Dr. Madeleine Van Hecke, in Blind Spots, tells of assigning her students to write a “poles-apart” paper, for which they are to investigate the belief of someone who holds an opinion very different from their own. (She gives examples of public school/home school, born again Christian/Scientology, pro-choice and abortion, among others.) She was surprised to find her students resistant to the assignment. While the students were able to compare and contrast different points of view for lots of subjects, they didn’t want to investigate a differing point of view on something they felt strongly about enough to explain how someone could logically believe that way. “They had the intuition that the more clearly they were able to grasp the pole apart, the more difficult it might be for them to judge that perspective as wrong.” (Page 124)

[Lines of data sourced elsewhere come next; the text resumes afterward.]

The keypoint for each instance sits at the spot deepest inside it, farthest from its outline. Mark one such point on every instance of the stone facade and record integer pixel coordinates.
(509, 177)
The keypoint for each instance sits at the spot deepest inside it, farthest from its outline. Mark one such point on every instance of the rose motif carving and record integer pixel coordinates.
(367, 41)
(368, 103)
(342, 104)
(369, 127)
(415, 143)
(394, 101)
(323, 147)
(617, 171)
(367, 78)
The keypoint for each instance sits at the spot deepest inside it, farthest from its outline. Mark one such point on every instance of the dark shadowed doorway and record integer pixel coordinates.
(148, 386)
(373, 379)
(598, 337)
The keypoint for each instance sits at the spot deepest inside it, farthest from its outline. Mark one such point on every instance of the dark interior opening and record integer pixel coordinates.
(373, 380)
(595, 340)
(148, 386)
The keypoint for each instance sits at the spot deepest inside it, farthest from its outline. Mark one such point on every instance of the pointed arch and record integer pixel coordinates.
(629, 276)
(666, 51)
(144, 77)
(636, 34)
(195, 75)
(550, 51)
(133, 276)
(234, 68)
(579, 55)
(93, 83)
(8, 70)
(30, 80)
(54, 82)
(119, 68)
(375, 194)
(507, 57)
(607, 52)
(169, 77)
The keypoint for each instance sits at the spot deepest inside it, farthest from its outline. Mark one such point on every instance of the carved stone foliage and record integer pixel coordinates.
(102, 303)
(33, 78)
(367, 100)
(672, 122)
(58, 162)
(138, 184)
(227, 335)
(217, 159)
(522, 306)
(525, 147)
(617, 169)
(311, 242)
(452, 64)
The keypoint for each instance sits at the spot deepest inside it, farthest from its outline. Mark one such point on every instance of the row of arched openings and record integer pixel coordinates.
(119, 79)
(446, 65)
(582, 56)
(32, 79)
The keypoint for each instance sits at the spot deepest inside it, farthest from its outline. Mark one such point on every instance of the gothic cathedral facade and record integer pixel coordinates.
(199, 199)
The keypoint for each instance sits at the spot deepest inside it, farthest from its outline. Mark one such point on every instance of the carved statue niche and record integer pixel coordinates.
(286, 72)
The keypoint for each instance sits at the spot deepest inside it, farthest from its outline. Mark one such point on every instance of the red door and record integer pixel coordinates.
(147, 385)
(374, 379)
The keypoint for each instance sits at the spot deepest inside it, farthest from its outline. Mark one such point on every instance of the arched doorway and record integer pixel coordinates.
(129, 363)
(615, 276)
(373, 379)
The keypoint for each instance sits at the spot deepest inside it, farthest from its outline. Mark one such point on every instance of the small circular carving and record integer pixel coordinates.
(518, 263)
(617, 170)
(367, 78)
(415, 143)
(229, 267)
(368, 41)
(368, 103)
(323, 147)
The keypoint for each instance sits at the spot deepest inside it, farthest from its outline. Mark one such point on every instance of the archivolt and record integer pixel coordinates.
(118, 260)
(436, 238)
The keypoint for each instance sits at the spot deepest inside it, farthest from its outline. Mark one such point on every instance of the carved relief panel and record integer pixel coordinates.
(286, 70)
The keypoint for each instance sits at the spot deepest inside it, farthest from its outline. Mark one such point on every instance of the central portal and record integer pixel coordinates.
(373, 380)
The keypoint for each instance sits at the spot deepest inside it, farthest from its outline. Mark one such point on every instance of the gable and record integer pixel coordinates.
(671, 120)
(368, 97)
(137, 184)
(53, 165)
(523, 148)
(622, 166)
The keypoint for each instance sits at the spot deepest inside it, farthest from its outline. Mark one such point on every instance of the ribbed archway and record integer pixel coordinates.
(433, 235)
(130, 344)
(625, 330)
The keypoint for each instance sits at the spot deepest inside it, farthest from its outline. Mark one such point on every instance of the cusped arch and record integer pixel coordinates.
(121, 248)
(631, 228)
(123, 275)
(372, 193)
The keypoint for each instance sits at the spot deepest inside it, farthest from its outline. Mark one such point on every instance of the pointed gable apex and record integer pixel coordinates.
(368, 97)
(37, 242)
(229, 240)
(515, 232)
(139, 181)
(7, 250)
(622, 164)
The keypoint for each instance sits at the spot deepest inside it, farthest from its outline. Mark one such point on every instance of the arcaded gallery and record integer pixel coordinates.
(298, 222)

Perhaps because we fear deception or “the shaking” or the slippery slope, we may be tempted to avoid books or magazines that are not published by “safe” publishers. But we may also be forgetting that we grow – physically and mentally and spiritually – from encountering resistance and learning to deal with it. We shake our heads over people’s prejudice that keeps them from attending Adventist evangelistic meetings that might affect their beliefs, while we refuse to read non-Adventist material (or the “wrong” Adventist material) because it might challenge our beliefs. Then we wonder how people can believe such weird stuff that is obviously wrong. If we’re ever accused of a crime, we will want a chance to defend ourselves, but we often accuse people of wrong (beliefs or actions) without letting them defend.
The Bereans of Acts 17 were commended for listening to Paul and checking out what he said. “But as real spiritual life declines, it has ever been the tendency to cease to advance in the knowledge of the truth. Men [and women] rest satisfied with the light already received from God’s word, and discourage any further investigation of the Scriptures. They become conservative, and seek to avoid discussion." Gospel Workers, pp.297f
Becoming conservative and seeking to avoid discussion and shutting out Micaiah (or, the other viewpoint) can lead us not only to view others with contempt but give us reason to avoid helping them (especially the “down and out”). After all, we figure, they got into their problem because of their disgusting views or practices, so why should we use our time or hard-earned money to reinforce their inferior beliefs or habits? The prodigal son’s brother (Luke 18) wasn’t too happy to see his inheritance used to celebrate the return of his younger brother.
As we limit our investigation of differing viewpoints, we lose out on the richness to be contributed by other perspectives, we stop growing, we look down on those other people, and we come up with a list of reasons we don’t need to help others. Is it any wonder that Ted Koppel lamented the idea of flooding ourselves with only what we want to believe? Or that Jesus told the story he did in Luke 18?
How about if we read some material by “the other side” (I usually search the internet for critiques, other viewpoints, of books I like), associate with people who don’t think the way we do, and look for ways to help people who aren’t our type? How about if we look for the good in those other folks and their ways of doing things? Even if they or their beliefs seem obnoxious to us, we can recognize that they are usually as honest or well-meaning as we are. We might learn something from them, and we might also give others more opportunity to learn from us.